Maçka Parkı’nda bulunan İnönü heykeli, Sultan Abdülaziz’in adını yaşatmak için yaptırmaya başladığı caminin üzerine dikildi. İstanbul Büyükşehir Belediyesi’nin koruma altına aldığı heykelin platformunun açılışı, 1 Nisan 2022 tarihinde Ekrem İmamoğlu tarafından yapılmıştı. Tarihçi Şeref Yumurtacı, “Heykel, 1940 ile 1944 yılları arasında 2. Dünya Savaşı’nın olduğu dönemlerde yapıldı. Halkın açlık, sefalet ve fakirlik içinde olduğu bir dönemdi. Gazete manşetlerine baktığınız zaman, bu dönemde halkın süpürge tohumuyla beslendiğini gördük. Ama dönemin Cumhurbaşkanı İsmet İnönü heykel için milyonlarca lira para harcadı” dedi. Sultan Abdülaziz’in mirası Aziziye Camii’nin yerinde bulunan heykel, havadan görüntülendi.

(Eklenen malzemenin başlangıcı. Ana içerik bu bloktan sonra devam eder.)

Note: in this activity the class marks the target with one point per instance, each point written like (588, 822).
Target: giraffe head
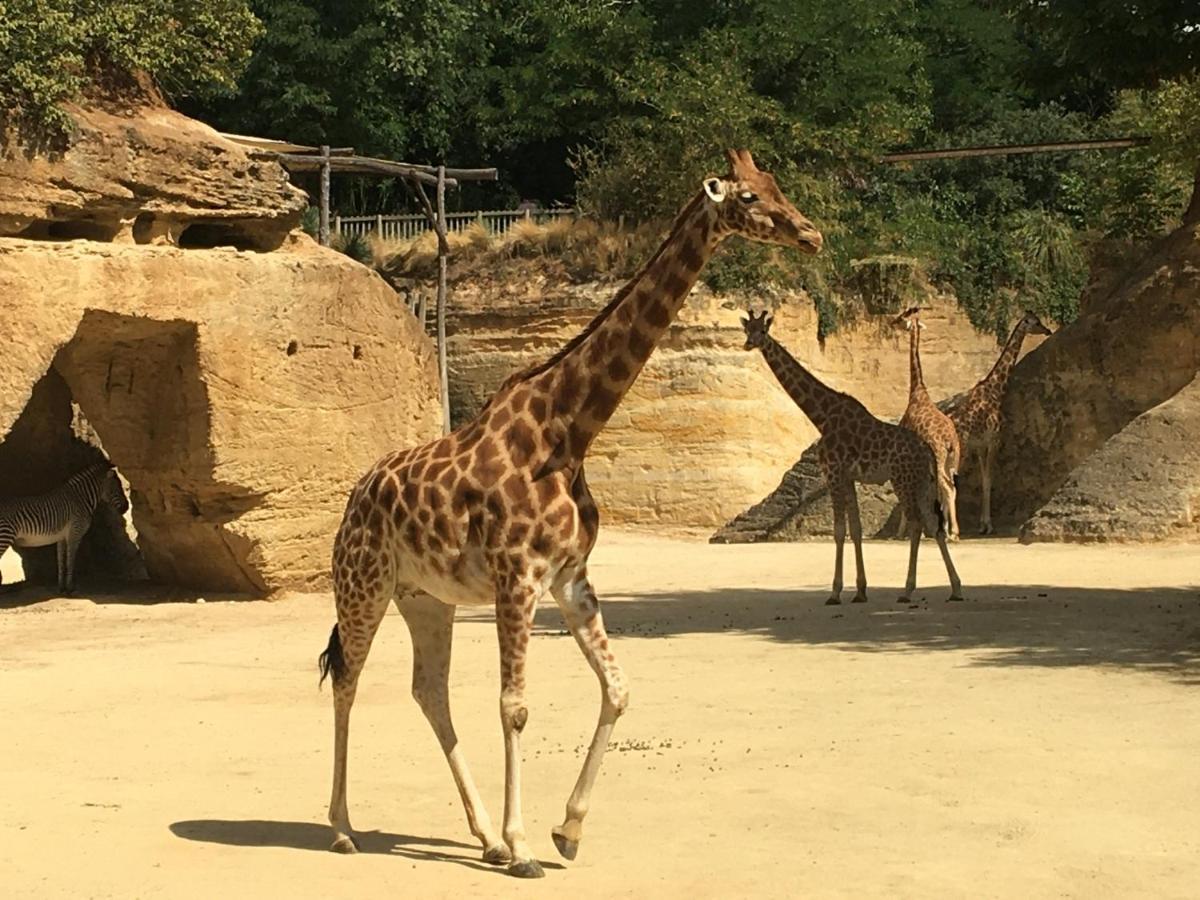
(756, 328)
(909, 319)
(749, 203)
(1032, 324)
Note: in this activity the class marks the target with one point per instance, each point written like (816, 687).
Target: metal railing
(408, 226)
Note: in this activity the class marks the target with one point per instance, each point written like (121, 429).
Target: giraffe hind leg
(361, 603)
(431, 627)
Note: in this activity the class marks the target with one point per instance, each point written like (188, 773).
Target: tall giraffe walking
(499, 513)
(857, 447)
(977, 414)
(930, 424)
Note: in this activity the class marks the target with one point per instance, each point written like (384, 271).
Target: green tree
(54, 49)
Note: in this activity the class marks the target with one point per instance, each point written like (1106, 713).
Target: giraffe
(930, 424)
(857, 447)
(977, 414)
(499, 513)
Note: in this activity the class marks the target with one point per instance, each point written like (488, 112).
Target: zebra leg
(69, 547)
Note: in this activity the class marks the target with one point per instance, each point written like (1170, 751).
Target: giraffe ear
(715, 190)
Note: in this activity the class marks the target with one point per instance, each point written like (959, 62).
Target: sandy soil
(1039, 739)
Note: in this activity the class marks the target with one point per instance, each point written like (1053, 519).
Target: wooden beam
(361, 166)
(1015, 149)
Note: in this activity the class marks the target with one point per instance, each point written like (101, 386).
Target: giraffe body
(978, 414)
(499, 513)
(931, 425)
(857, 447)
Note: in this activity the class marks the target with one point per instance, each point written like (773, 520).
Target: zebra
(61, 516)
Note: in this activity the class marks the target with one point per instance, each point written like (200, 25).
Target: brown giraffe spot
(521, 442)
(673, 285)
(658, 315)
(603, 402)
(411, 493)
(640, 346)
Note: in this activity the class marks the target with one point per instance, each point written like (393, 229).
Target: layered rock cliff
(707, 430)
(240, 393)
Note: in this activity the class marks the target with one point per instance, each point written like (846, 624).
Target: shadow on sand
(1153, 630)
(311, 835)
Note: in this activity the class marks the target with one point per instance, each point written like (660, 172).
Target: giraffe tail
(331, 661)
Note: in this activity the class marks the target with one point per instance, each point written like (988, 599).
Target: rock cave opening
(130, 388)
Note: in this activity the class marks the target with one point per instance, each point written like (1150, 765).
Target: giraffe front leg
(856, 534)
(987, 455)
(582, 613)
(838, 499)
(515, 606)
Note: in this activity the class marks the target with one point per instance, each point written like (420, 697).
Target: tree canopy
(622, 106)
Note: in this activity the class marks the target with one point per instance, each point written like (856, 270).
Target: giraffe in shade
(857, 447)
(499, 513)
(930, 424)
(977, 414)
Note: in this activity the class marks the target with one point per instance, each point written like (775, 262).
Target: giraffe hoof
(526, 869)
(567, 849)
(497, 855)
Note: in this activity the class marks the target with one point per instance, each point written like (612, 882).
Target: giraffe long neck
(811, 395)
(595, 370)
(1003, 367)
(916, 379)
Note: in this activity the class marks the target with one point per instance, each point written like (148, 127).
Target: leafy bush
(55, 49)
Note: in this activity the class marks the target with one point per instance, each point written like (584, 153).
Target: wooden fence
(406, 227)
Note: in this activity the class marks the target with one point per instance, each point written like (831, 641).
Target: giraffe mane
(601, 317)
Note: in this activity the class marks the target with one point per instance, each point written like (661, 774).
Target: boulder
(1141, 485)
(1126, 354)
(240, 394)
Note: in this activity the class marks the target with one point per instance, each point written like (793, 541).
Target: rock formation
(1126, 354)
(240, 393)
(706, 431)
(1141, 485)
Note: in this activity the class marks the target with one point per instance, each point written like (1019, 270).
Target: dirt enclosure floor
(1039, 739)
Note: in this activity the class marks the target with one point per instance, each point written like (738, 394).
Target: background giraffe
(930, 424)
(857, 447)
(977, 414)
(499, 513)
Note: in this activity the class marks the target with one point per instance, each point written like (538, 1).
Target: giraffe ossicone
(498, 511)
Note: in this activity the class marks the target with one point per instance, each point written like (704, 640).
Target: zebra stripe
(61, 516)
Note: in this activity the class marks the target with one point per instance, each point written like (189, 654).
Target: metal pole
(443, 249)
(323, 229)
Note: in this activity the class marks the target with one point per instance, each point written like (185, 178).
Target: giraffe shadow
(311, 835)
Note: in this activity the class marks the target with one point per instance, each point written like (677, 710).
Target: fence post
(443, 249)
(323, 227)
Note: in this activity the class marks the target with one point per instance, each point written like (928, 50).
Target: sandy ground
(1039, 739)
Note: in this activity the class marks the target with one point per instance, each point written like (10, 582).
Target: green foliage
(54, 49)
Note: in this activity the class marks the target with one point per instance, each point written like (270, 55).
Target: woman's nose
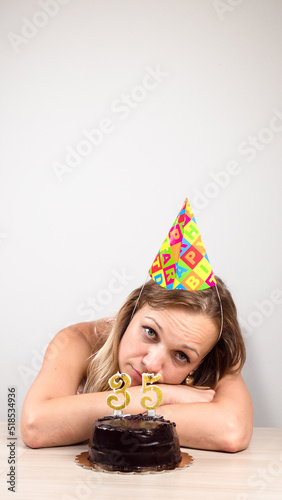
(154, 359)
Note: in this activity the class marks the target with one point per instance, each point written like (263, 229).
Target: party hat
(182, 260)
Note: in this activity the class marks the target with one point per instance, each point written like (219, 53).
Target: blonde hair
(227, 355)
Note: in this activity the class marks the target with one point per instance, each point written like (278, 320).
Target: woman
(176, 333)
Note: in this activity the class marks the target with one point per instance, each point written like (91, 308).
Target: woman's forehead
(179, 319)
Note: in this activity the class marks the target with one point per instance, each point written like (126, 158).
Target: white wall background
(65, 67)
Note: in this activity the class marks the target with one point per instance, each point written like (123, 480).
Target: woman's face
(171, 341)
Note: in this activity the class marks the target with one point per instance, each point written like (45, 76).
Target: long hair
(227, 355)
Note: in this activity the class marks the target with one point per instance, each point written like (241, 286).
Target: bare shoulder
(232, 387)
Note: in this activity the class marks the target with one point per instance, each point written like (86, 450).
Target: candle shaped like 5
(119, 383)
(148, 378)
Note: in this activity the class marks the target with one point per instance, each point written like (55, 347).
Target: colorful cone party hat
(182, 261)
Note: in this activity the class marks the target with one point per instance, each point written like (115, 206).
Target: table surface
(51, 473)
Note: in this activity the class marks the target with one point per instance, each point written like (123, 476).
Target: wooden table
(51, 473)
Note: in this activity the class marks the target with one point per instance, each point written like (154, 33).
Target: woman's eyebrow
(183, 346)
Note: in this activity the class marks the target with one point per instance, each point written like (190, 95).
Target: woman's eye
(180, 356)
(150, 332)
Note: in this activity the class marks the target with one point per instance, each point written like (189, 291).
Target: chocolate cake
(134, 443)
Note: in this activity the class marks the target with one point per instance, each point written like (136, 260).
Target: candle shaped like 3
(149, 378)
(119, 383)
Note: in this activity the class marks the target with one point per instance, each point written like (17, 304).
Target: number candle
(119, 383)
(148, 378)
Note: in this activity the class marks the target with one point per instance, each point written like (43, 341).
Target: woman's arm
(224, 424)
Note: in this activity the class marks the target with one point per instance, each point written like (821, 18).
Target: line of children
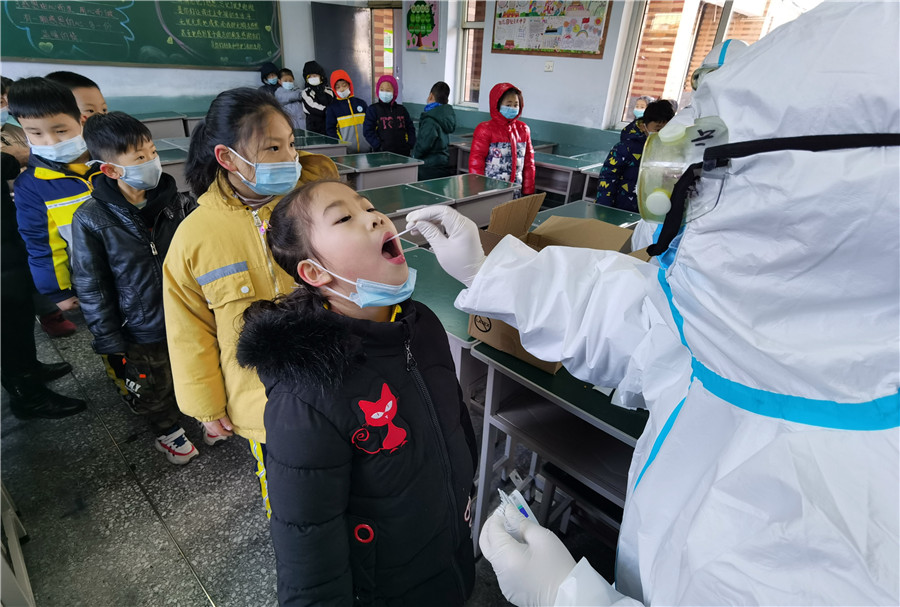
(371, 451)
(387, 126)
(345, 116)
(437, 122)
(316, 97)
(289, 97)
(617, 184)
(501, 147)
(120, 237)
(241, 161)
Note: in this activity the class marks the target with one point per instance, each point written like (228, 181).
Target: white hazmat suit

Beşiktaş, Maçka’daki İsmet İnönü Parkı’nda yer alan İnönü heykeli, Sultan Abdülaziz tarafından temeli atılan Aziziye Camii’nin arazisinin tam üstüne koyuldu. Sultan Abdülaziz’in vefatı nedeniyle inşaatı duran caminin temeli, 1940’ta İsmet İnönü’nün emriyle yıkıldı. Vakıf malı olan araziyi, tek partili dönemde kendi zimmetine geçiren İsmet İnönü, Sultan Abdülaziz’in mirası olan cami temelini yıkarak üzerine park ve ev yaptırdı. 1982 yılında açılışı yapılan ve cami arazisinin üzerine dikilen heykel, 2022 yılında İstanbul Büyükşehir Belediyesi tarafından koruma altına alınırken etrafına seyir platformu yapılmasına karar verildi. Platformun açılışı 1 Nisan 2022 yılında İstanbul Büyükşehir Belediye Başkanı Ekrem İmamoğlu tarafından yapılmıştı. Sultan Abdülaziz’in mirası olan caminin yerinde bulunan heykel havadan görüntülendi.
“Bir dönem, cami yapılsın diye temelleri atılan bölge ‘taşlık gazinosu’ olarak işletildi”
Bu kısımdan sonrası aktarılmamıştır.